With 14 years of long hours and late nights behind her in the male-dominated commercial litigation field, Jane Southren has her fair share of war stories.

From left, Andrea Burke, Dera Nevin, Jane Southren, and Andrea Taylor discuss the challenges facing women lawyers on Bay Street.

“I’ve had people grab me by the back of the head and try to kiss me and I’ve been equally as physical in my response,” she said.

That’s an extreme example of what she describes as the “dynamic that exists between men and women,” but it’s one she says young women on Bay Street must learn to manage if they’re going to survive there.

Southren was one of four panellists at a discussion on women on Bay Street hosted by the organization Young Women in Law. The event on May 9 at the Ontario Bar Association’s conference centre in Toronto aimed to tackle the unique issues faced by women on Bay Street.

It comes as the Law Society of Upper Canada’s Return to Practice working group issues a report on barriers many women face in coming back to the profession following a leave.

Whether dealing with clients, colleagues or opposing lawyers, Southren said it’s inevitable that sparks will occasionally fly. The key is being able to handle it when they do.

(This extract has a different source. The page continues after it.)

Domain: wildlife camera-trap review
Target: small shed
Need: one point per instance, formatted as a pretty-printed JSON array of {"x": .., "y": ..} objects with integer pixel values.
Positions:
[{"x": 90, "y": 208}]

“There’s anything from nefarious, badly behaved hits to a natural chemistry that is going to evolve between interesting, educated, fun people,” Southren said.

“I’d suggest you go in like any other relationship: open-minded and knowing things are going to happen naturally. Sometimes, you’re going to run into people with a nefarious motive and you’re going to have to manage it but don’t be afraid of that.”

Dera Nevin, now the senior director of litigation support at McCarthy Tétrault LLP, said she was able to deflect unwanted advances from clients hoping to blur the sometimes fine line between business meetings and dates with a firm credit card.

“Where a client was trying to pay to turn it into a date or get the upper hand, I could say, ‘No, this is on the firm,’” Nevin said. “It allowed me to reframe the conversation in a way that gave me confidence when I was still a very young lawyer.”

According to Nevin, many young female lawyers find it hard to get that sort of practical advice at large Bay Street firms where formal mentorship schemes tend to dominate. When it comes to issues like work-life balance or whether and when to have children, female lawyers would benefit from more informal structures, according to Nevin.

“Firms do a really good job helping women develop the technical capacity necessary to participate in the meritocracy,” she said. “Where they have a harder time is with social and extracurricular issues. There’s real mentoring that needs to happen, and because of the trust issues, it can’t be formal. It’s got to be informal as well as formal.”

In Southren’s view, communication is key when young female lawyers feel unsupported on Bay Street. Law society efforts like the Justicia project represent an important cultural shift, but firms still usually need a push to go further with reforms, she said.

“Institutional fixes don’t work for everybody. They provide a baseline, but above that, you have to think for yourselves about what you need, what you’re lacking. The way I think we get the industry to conform is to communicate, speak out, articulate ideas, and get creative.”

Southren’s firm, Lerners LLP, recently approved her proposal to help targeted associates and partners enhance their business development skills in order to build their own books of business.

Andrea Taylor, director of operations at ATD Legal Services PC, says young female lawyers could be surprised at how receptive firms will be to their ideas.

“They want to hear what you want and what you need to stay because it’s costing them money if you leave,” she said. “They’ve poured a lot of money into your training and it’s not a smart business move for them to lose you.”

According to Andrea Burke, a partner at Davies Ward Phillips & Vineberg LLP, too many women avoid confronting issues after assuming there’s no solution.

“Often, the lawyer will come and say they’re leaving, and it’s the first time the management actually knows there’s an issue,” she said. “But if it had been brought to them before, there could have been a solution worked out.”

For those who take the ultimate step and leave practice altogether, the LSUC’s Return to Practice working group wants women to understand the consequences of the choice to stop practising. “Returning to practice after an extended period is often analogous to initial entry into the profession,” reads the report presented to April’s Convocation.

Providing more information on what it takes to return after an extended break “would help women make informed professional decisions before leaving the practice of law and when returning,” says the report.

Although returning lawyers don’t have to go through articling again or rewrite any exams, they’ll face a practice review if the break was longer than 10 years as well as a host of other common issues.

The working group found that more than half of the men who left practice were back within two years, compared with just 38 per cent of women. About 41 per cent of women never return, versus just 24 per cent of men, and those who do come back face difficulties adapting to new technology and different practice areas without their old legal networks for support.

The working group recommended more educational resources for lawyers planning to depart the profession as well as financial assistance for those who need help to return.

It also wants Convocation to provide funding for career counselling services to women lawyers from sole or small practices who intend to take leaves for maternity, parental or compassionate reasons.

A decision on the report is on hold until the fall when the new batch of benchers has its priority planning session for the upcoming term.